I wonder if there is really so much low hanging fruit still lying around, or if everybody who tried injecting some more domain knowledge into tools like this had quietly failed.
For example, the obvious way of building a distributed representation of, e.g., the simply-typed lambda-calculus (STLC) is by building a model. There are four local constraints that the model has to satisfy and the payoff is a representation that is invariant under program equivalence.
There are some complexity theoretic reasons why this cannot really work all the time (conversion in STLC is nonelementary), but even something that works in simple cases would be more robust than a statistical fingerprint that gets confused by the names of local variables...
is this even computable at all (leaving aside the complexity theoretic issues)?
Thus you get a representation invariant under computation. This remains decidable when you consider only normalizing programs as in STLC or related subsystems.
Herbrand equivalence is the best you can do (in general) if you are trying to say whether two variables have the same values at the same program points.
If you are willing to be probablistically correct you can do better, but you will get wrong answers (and not know they are wrong)
That is likely okay for this application.
One way would be an IDE extension that suggests a reference implementation of an algortihm if it finds code in your code base resembling it with high prediction score.
Or if it sees code duplication it will suggest a refactoring to factorize the common function.
Also, props for an academic work having an extensive README! https://github.com/tech-srl/code2vec
I do wonder if some sort of AST normalization would improve the input signal. Example 8 on the website shows their system correctly identifying an isPrime function. However some irrelevant perturbations can break it. If you swap the if statement condition around from `n % i == 0` to `0 == n % i` the proposed names are totally different and make no sense.

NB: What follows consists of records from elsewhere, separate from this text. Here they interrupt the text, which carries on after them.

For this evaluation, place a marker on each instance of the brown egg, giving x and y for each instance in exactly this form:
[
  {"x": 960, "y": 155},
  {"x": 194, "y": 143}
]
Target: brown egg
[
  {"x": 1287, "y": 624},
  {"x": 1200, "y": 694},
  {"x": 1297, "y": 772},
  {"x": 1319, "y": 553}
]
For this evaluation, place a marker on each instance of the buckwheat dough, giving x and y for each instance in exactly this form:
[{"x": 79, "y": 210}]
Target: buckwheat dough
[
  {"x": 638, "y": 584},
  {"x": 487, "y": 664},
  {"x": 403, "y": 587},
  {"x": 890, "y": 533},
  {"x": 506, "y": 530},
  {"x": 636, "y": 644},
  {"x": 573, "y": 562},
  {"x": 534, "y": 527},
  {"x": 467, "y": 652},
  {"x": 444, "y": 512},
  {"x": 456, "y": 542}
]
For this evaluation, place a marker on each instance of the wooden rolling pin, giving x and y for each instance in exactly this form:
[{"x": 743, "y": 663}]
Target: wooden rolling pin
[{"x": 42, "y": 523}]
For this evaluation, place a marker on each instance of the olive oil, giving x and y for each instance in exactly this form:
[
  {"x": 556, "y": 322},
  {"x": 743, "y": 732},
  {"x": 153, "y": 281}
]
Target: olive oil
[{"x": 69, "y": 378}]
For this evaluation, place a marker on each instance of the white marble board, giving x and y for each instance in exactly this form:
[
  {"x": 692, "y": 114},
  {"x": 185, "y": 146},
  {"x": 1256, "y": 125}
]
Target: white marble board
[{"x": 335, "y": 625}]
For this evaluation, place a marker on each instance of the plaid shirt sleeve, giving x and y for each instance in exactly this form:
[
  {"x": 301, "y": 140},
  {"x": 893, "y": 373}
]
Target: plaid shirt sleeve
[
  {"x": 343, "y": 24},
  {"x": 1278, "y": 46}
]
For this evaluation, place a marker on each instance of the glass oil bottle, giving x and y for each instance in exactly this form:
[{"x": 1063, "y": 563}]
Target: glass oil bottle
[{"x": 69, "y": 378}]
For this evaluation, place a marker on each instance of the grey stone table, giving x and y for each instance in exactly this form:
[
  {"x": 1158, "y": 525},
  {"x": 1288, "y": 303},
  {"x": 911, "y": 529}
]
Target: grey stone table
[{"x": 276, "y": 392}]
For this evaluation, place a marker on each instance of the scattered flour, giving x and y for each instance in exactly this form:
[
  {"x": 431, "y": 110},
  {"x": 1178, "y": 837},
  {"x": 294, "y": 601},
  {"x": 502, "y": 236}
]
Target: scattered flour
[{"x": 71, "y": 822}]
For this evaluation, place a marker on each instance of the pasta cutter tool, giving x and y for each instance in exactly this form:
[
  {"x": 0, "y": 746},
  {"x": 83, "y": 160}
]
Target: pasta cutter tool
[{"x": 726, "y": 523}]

Then we could use an adversarial network to try to learn the relationship between requirements (or tests) and code.
Although we tend to think as Fibonacci and FizzBuzz as "basic" - these are actually not common in real projects.
We assumed that their code and naming quality are worth learning, such that the learned patterns will transfer to other code and projects, because they are popular and actively maintained projects. So, as you can imagine, FizzBuzz is not that common there :)
To play devil's advocate, could I just run code2vec across different repos to see if they are "real enough"?
I like to library and just printed out the paper to read, but since my focus is more with learning to program, this sounds like a tools I'd love to be able to use for analysis, but I'm being told no.
I suspect that's a function of the size and quality of their training set?